AFP reports: The international community is not doing enough to help resolve the Syrian crisis, Turkish President Abdullah Gul said Tuesday as he urged an orderly transition to democracy.

“The international community as whole has so far performed poorly in providing an effective response to the crisis at hand,” Gul said in a public address following the NATO summit in Chicago.

Gul said Turkey is doing “all it can to alleviate the suffering of the Syrian people,” including hosting close to 25,000 Syrians who “fled from the regime’s campaign of violence.”

He deplored the fact that “scores of people are dying in pursuit of their rights and dignity” in Syria and said it is the responsibility of the international community to support the Syrian people’s journey to democracy.

“The six-point Annan Plan might still be the last chance for an orderly transition in Syria if it is urgently implemented in all its aspects, including an effective ceasefire, free political activity and exercise of democratic rights,” Gul told the Chicago Council on Global Affairs.

“Once this is achieved, I believe a relatively peaceful political transition can be reached in Syria.”

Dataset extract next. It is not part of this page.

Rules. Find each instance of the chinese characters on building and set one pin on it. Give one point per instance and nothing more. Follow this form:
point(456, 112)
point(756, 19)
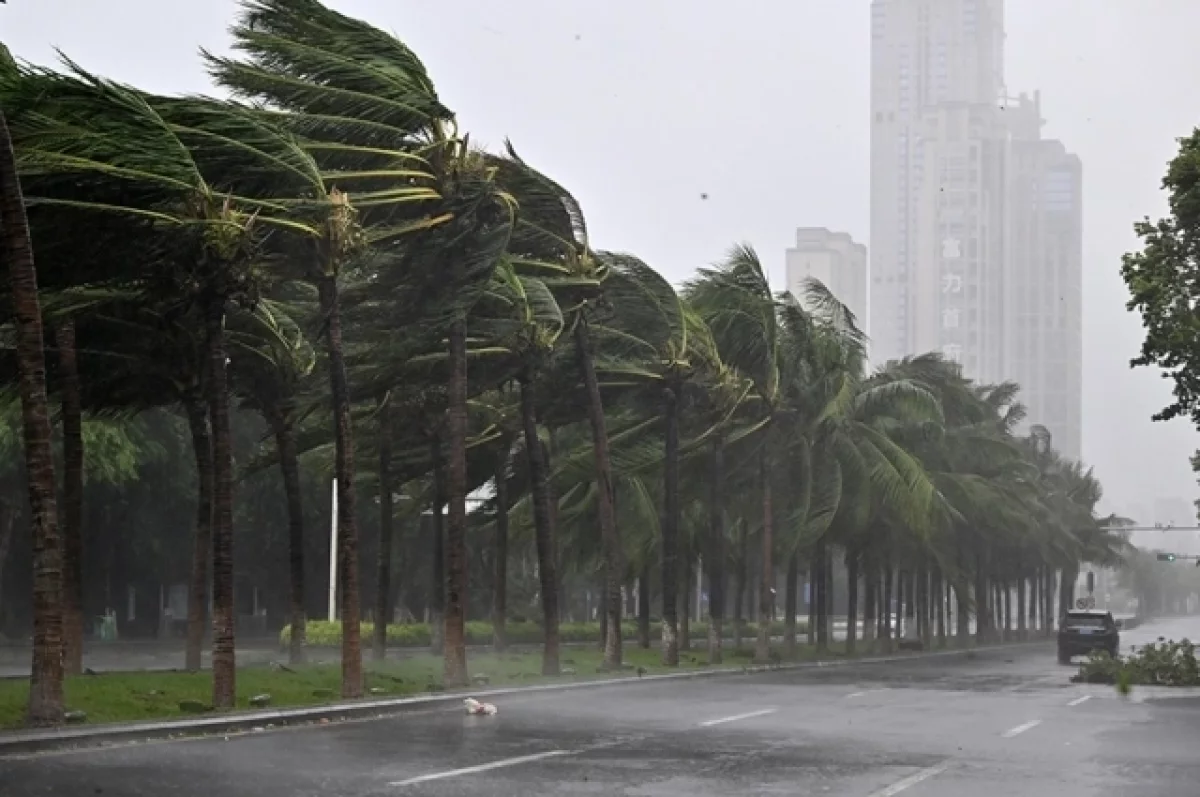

Turkey is “highly concerned” about nuclear proliferation and continues to call for the establishment of a “weapons of mass destruction free zone” which would include both Iran and Israel, Gul said.

The Associated Press reports: United States and NATO officials say the North Atlantic alliance has no intention of intervening militarily to quell violence in Syria.

NATO Secretary-General Anders Fogh Rasmussen and U.S. Ambassador to NATO Ivo Daalder said members of the alliance continue to seek ways to pressure Syrian President Bashar Assad’s regime so it abides by a peace plan brokered by special envoy Kofi Annan.

Reuters reports: U.N. Secretary-General Ban Ki-moon expressed concern on Monday that violence from the 14-month conflict in Syria could spread to neighbouring Lebanon, and reiterated his fear that the Syrian violence may erupt into a full-scale civil war.

In a readout of a meeting between Ban and new French President Francois Hollande on the sidelines of the NATO summit in Chicago, the U.N. press office wrote that Ban said the world is at “a pivotal moment in the search for a peaceful settlement to the crisis.”

Ban was “extremely troubled about the risk of an all-out civil war (in Syria) and was concerned about the outbreak of related violence in Lebanon,” the U.N. statement said.